Che non se ne potesse più lo dimostra anche il silenzio dello stadio: in un silenzio surreale nei primi minuti, la Roma schierata da Montella col 4-3-3, inizia l’ultima partita di campionato con la rosa al completo – escluso Mexes – presente allo stadio. De Rossi, Simplicio, Doni e Juan in tribuna, Brighi addirittura in campo, accanto alle panchina con le stampelle. La Sud, ogni cinque minuti, fa sapere che tifa solo la maglia, i giocatori della Roma, in campo, provano ad onorarla.
Difficile farlo, in una partita che non sembra neanche un’amichevole di inizio estate. Il primo sussulto, per così dire, al minuto 24 quando Loria, in tuffo di testa, manda a lato dopo un angolo battuto da Totti. Passano sessanta secondi e all’Olimpico succede, per l’ennesima volta in questa stagione, l’incredibile: tiro di Ziegler che Lobont non trattiene e Mannini, in fuorigioco, mette dentro sotto la Sud. Piovono fischi, fischi e ancora fischi. Al 30’ ci pensa – guarda caso – Totti a mettere le cose a posto, con un destro che, da posizione defilata, fulmina Da Costa. Gol numero 207 per lui in Serie A, diciassettesimo stagionale. E non c’è bisogno di aggiungere altro. Fino all’intervallo succede pochissimo, fatta eccezione per un tiro al volo di Riise, e i 30mila dell’Olimpico prestano più attenzione a quello che accade a Lecce e a quello che succederà in futuro, considerando le bandiere americane che sventolano all’Olimpico. Il copione non cambia nel secondo tempo: la Sud canta e basta, il resto dello stadio assiste silenzioso alla partita, salvo farsi sentire quando i giocatori della Samp provano a fermare Totti con le cattive. Montella toglie Perrotta – qualche applauso per lui – e mette
Greco, ma gli occhi della gente romanista sono ormai rivolti solo ai risultati che arrivano da Lecce e Udine: la Lazio vince, i friulani pareggiano e in Champions ci vanno loro. I cori, nel frattempo, sono tutti sempre e solo per Totti che al minuto 21 del secondo tempo, da straordinario campione qual è, trova addirittura la forza e l’umiltà di andare a pressare difensori e portiere della Samp. Prendano esempio tutti, nella Roma di oggi e, soprattutto, in quella di domani. Dopo quattro minuti la Roma passa, finalmente, in vantaggio: assist di Loria, Vucinic stoppa di petto, poi scambia il pallone con Totti e, mettendo a sedere un difensore della Samp, batte Da Costa.

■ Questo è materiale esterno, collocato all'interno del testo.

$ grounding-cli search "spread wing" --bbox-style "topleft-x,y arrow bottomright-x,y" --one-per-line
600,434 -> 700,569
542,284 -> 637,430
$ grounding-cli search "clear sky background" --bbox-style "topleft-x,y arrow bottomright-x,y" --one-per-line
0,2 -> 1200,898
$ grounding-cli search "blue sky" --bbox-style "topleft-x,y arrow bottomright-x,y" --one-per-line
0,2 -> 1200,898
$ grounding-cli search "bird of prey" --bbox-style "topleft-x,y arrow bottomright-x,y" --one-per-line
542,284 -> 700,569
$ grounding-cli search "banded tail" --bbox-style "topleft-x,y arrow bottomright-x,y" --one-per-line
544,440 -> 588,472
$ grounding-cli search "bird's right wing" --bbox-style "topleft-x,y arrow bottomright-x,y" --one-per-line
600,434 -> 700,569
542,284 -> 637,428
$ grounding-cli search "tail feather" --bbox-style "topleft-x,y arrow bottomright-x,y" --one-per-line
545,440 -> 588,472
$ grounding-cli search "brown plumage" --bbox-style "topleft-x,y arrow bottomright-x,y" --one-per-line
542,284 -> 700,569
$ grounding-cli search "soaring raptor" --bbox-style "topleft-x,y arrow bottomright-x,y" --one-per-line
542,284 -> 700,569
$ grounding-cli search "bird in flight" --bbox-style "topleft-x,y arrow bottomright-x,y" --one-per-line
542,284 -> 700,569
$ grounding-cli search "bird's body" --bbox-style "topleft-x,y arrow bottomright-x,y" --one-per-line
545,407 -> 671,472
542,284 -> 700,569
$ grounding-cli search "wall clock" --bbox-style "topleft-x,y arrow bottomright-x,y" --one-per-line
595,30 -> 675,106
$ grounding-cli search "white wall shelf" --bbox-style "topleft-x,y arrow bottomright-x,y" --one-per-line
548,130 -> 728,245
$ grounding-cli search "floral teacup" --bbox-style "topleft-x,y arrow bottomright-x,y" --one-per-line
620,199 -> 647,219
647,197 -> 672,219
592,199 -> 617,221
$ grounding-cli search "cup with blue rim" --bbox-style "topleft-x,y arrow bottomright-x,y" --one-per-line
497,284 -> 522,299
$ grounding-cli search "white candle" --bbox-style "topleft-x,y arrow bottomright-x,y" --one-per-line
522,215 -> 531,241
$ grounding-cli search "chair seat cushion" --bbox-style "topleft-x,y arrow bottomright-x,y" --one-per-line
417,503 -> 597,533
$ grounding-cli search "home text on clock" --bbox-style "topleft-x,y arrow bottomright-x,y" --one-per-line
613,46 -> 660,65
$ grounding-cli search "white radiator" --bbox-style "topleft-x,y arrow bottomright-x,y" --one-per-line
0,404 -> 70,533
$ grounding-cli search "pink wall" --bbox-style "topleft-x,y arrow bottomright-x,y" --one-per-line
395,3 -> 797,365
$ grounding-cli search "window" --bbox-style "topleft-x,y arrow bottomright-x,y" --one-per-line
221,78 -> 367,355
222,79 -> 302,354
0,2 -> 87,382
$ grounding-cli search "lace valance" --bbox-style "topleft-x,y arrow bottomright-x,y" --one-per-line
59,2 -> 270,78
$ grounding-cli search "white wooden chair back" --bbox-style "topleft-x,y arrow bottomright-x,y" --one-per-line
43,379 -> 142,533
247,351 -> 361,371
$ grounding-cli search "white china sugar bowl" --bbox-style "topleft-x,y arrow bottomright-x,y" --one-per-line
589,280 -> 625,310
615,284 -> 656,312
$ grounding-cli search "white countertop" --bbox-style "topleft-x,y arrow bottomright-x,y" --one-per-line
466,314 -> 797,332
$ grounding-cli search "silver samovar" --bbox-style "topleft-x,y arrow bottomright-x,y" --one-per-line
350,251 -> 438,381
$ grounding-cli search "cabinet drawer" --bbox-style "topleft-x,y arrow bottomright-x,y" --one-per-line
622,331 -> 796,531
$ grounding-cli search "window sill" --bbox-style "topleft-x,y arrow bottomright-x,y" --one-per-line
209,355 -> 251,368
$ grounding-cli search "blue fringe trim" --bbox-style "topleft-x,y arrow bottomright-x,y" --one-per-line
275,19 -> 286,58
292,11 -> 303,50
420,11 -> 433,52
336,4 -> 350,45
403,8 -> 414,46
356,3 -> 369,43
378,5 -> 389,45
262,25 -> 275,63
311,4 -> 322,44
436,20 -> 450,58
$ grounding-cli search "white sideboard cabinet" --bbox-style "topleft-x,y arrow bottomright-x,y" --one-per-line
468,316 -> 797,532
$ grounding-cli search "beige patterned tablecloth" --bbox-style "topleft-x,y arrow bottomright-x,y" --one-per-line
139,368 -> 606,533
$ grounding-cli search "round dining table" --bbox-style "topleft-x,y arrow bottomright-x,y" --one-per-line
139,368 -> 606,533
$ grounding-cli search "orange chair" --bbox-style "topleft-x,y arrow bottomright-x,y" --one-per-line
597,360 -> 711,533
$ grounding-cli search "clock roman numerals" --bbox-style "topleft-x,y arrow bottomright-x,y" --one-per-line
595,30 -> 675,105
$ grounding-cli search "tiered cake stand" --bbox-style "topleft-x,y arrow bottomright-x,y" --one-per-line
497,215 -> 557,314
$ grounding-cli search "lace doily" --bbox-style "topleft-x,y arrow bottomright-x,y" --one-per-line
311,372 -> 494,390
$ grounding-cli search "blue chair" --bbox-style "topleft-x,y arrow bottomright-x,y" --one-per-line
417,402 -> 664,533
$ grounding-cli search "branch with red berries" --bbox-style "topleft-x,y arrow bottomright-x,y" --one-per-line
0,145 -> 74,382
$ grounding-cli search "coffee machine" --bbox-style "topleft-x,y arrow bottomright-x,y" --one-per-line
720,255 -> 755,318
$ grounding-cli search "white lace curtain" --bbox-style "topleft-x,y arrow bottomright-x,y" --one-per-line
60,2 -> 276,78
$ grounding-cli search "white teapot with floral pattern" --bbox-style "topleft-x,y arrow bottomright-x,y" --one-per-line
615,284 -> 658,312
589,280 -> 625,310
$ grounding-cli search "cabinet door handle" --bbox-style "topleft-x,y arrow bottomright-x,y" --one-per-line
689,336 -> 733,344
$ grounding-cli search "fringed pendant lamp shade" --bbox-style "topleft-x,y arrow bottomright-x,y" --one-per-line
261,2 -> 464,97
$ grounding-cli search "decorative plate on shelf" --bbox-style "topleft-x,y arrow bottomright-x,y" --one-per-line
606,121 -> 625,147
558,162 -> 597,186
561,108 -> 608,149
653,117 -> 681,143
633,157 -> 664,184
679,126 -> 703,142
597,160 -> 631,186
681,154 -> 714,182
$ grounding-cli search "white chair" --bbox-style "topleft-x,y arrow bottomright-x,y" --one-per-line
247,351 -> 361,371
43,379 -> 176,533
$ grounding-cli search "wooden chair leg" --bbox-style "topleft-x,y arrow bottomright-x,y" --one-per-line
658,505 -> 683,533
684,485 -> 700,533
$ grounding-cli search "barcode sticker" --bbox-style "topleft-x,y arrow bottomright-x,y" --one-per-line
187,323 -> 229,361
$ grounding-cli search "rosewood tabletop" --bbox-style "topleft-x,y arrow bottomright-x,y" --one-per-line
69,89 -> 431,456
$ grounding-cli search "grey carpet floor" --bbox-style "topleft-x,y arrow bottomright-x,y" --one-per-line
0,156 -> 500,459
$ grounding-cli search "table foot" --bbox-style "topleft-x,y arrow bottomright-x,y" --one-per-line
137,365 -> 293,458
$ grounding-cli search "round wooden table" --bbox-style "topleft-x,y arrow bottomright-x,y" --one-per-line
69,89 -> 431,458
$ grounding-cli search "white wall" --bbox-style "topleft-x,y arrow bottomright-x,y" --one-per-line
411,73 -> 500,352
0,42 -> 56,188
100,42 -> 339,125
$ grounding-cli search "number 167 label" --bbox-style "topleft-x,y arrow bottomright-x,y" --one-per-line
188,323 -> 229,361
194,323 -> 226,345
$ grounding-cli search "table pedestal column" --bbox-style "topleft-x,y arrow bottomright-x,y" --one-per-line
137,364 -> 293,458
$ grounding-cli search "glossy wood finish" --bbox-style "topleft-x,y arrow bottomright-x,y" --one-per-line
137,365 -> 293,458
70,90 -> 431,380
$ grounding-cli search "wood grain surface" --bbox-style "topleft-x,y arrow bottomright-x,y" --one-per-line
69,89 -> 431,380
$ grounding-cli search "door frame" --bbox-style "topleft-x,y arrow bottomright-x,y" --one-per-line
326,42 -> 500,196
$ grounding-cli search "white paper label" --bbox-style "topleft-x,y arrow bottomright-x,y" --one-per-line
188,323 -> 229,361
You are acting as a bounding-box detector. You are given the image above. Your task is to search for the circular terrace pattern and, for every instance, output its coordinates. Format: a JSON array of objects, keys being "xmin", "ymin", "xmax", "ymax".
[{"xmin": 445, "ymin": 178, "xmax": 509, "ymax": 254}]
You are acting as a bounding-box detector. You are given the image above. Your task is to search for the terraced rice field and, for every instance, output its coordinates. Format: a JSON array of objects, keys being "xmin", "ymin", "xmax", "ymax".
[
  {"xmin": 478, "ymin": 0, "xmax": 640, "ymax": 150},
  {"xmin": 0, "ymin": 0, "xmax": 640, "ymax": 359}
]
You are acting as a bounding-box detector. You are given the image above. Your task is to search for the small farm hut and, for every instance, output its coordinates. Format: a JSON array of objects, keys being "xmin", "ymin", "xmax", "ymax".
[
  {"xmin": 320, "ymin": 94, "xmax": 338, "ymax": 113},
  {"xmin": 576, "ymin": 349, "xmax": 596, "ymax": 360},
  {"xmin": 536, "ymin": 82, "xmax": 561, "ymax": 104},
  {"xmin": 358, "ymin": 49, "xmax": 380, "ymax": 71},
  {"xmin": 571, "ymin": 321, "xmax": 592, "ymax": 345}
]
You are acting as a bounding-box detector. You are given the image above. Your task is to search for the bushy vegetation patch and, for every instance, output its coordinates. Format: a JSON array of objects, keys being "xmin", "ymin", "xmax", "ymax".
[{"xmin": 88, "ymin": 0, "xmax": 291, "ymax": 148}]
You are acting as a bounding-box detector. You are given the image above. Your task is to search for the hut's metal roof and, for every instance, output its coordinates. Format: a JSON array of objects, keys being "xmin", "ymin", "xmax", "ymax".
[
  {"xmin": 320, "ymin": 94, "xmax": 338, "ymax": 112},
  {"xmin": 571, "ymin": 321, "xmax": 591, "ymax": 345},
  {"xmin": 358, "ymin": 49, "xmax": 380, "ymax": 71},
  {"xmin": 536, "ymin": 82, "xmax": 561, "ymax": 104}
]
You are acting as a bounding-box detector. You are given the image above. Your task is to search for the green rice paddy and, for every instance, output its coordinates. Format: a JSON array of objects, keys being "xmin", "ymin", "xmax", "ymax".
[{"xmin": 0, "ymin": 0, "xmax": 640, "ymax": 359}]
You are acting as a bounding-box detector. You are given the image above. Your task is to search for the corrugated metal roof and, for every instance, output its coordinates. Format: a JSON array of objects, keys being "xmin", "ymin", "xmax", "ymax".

Montella, dopo il gol, lo toglie – tra i fischi – e mette al suo posto Caprari, alla seconda presenza in serie A. All’appuntamento col gol manca soltanto Borriello che, dopo una punizione di Totti non trattenuta da Da Costa,
segna sotto la Sud. A cinque minuti dal termine Montella regala la gioia dell’esordio anche a Florenzi, capitano della Primavera di Alberto De Rossi che ha l’onore di entrare al posto di Francesco Totti. L’Olimpico tutto si
alza in piedi per applaudire il suo re. Ed è l’unico finale possibile di una stagione, per il resto, da dimenticare.